Если, утверждает он, преступление из спорадического нарушения норм превращается в правило, господствующее над жизнью и смертью, оно обретает относительную самостоятельность, так же как и культура. Его масштабы требуют производственной базы, особых орудий производства, а значит, особых специалистов – рабочих и инженеров, сообщества профессионалов от смерти. Все это пришлось изобрести и построить на голом месте – никогда еще ничего подобного не делалось в подобных масштабах. Масштаб резни охватить умом невозможно. Перед лицом индустрии смерти совершенно беспомощны привычные категории вины и кары, памяти и прощения, покаяния и возмездия, и все мы втайне об этом знаем, пытаясь представить себе море смерти, в котором купался нацизм. Никто из убийц и точно так же никто из невинных не в состоянии по-настоящему проникнуть в значение слов «миллионы, миллионы, миллионы убитых». И вместе с тем найдется ли что-либо, доводящее до такого отчаяния, наполняющее нас такой пустотой и такой нестерпимой скукой, как чтение свидетельских показаний, где несчетное количество раз повторяется все тот же затертый мотив – все те же шаги ко рву, к печи крематория, к газовой камере, к яме, к костру, пока сознание наконец не отталкивает от себя бесконечные шеренги теней, увиденные в момент перед казнью, отталкивает, потому что это никому не по силам. Безразличие наступает не из-за недостатка жалости, нет – скорее это состояние полной прострации, вызванное отупляющей монотонностью убиения, между тем как убийство ни в чьем представлении не должно ведь быть монотонным, размеренным, скучным, привычным, как лента заводского конвейера. Нет, никто не знает значения слов «миллионы беззащитных убиты». Это стало тайной, как всегда, когда человек сталкивается с чем-то таким, что выше его душевных и физических сил. И все-таки надо идти в эту страшную зону – не столько ради памяти о погибших, сколько ради живых.

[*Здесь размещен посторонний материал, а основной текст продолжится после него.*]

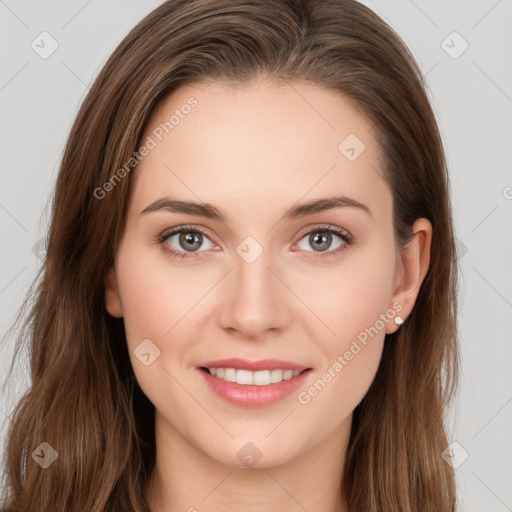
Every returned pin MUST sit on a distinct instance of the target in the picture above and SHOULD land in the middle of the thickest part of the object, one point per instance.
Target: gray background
(471, 92)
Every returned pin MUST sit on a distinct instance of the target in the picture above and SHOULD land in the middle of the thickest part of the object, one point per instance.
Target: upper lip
(260, 364)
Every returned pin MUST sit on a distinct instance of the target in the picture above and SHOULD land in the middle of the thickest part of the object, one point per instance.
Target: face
(313, 289)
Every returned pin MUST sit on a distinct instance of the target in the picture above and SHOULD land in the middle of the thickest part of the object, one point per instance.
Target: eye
(184, 241)
(322, 238)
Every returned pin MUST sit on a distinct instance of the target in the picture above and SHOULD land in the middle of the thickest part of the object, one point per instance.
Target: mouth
(258, 387)
(256, 378)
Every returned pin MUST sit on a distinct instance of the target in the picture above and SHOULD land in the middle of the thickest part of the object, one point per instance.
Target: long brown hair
(84, 399)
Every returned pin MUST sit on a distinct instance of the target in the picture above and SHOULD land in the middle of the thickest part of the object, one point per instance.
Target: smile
(248, 377)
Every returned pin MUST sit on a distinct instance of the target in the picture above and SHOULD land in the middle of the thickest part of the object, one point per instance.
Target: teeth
(247, 377)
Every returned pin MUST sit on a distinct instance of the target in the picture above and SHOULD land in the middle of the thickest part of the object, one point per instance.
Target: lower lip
(250, 395)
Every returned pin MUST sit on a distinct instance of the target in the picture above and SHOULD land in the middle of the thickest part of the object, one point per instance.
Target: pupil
(322, 238)
(191, 239)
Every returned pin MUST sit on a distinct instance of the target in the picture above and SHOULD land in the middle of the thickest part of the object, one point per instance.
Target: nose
(254, 301)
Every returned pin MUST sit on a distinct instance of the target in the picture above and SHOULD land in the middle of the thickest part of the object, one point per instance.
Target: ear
(112, 297)
(414, 260)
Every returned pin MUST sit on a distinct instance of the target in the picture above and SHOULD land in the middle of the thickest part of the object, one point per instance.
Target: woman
(249, 294)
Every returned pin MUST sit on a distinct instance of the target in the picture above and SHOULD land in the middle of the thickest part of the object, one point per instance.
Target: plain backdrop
(464, 50)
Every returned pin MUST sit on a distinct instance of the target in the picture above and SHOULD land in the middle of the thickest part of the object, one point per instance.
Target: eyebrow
(297, 211)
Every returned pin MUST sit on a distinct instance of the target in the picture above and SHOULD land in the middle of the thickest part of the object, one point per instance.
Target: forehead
(265, 141)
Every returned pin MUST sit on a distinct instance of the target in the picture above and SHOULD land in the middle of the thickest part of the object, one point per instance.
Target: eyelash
(192, 229)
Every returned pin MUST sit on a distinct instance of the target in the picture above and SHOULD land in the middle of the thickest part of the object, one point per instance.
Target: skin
(253, 152)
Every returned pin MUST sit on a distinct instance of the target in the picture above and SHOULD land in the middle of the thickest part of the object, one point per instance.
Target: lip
(261, 364)
(252, 396)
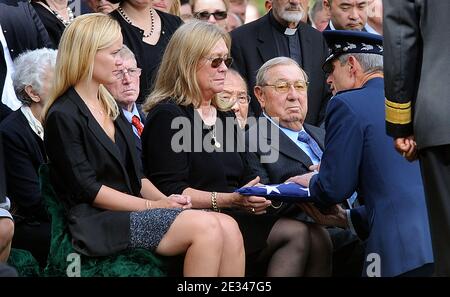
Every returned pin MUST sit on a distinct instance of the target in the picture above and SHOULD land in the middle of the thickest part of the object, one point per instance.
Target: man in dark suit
(281, 33)
(359, 157)
(22, 30)
(417, 43)
(125, 91)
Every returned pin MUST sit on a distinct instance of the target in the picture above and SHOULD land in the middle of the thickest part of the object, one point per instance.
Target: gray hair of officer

Здесь наш доктор-немец, историк и антрополог, предупреждает: «Читатель, тебе угрожает опасность завязнуть в мыслительной колее. Меня, я знаю, могут счесть моралистом. Он, мол, задумал взбудоражить нашу совесть, не позволить ей успокоиться, чтобы культура с ее инстинктом самозащиты не замкнулась в себе, не зарубцевалась нечувствительным к боли шрамом, приличия ради назначив юбилейные дни для траурных воспоминаний; итак, проповедник-автор решил расцарапать раны, чтобы не допустить нового всесожжения. Не столь уж, однако, я экзальтирован и не столь уж свят для таких наивных иллюзий.

Троякой была реакция немцев после разгрома. Одни, потрясенные до глубины души тем, что совершил их народ, полагали вместе с Томасом Манном, что стена позора на тысячу лет отрежет Германию от всего человечества. То был голос считанных единиц, преимущественно эмигрантов. Большинство попыталось отмежеваться от преступлений, прикрыться каким-нибудь алиби, большей или меньшей степенью неучастия, несолидарности с геноцидом, незнания, а те, кто честнее, говорили о полузнании, парализованном страхом. Все это пелось на ноту «НЕ»: не знали, не желали, не соучаствовали, не могли, не умели – все содеял Кто-то Другой. Наконец, немногие ударились в покаяние, в замаливание грехов, дабы раскаянием заслужить прощение, хоть как-то возместить причиненное зло, побрататься с уцелевшими жертвами в убеждении – столь же отчаянном и благородном, сколь ошибочном, – будто тут вообще кто-то волен давать отпущение, будто какой бы то ни было человек, организация или правительство могут выступить в роли посредника между немцами и их преступлением. Впрочем, эта благородная мания передалась и кое-кому из уцелевших.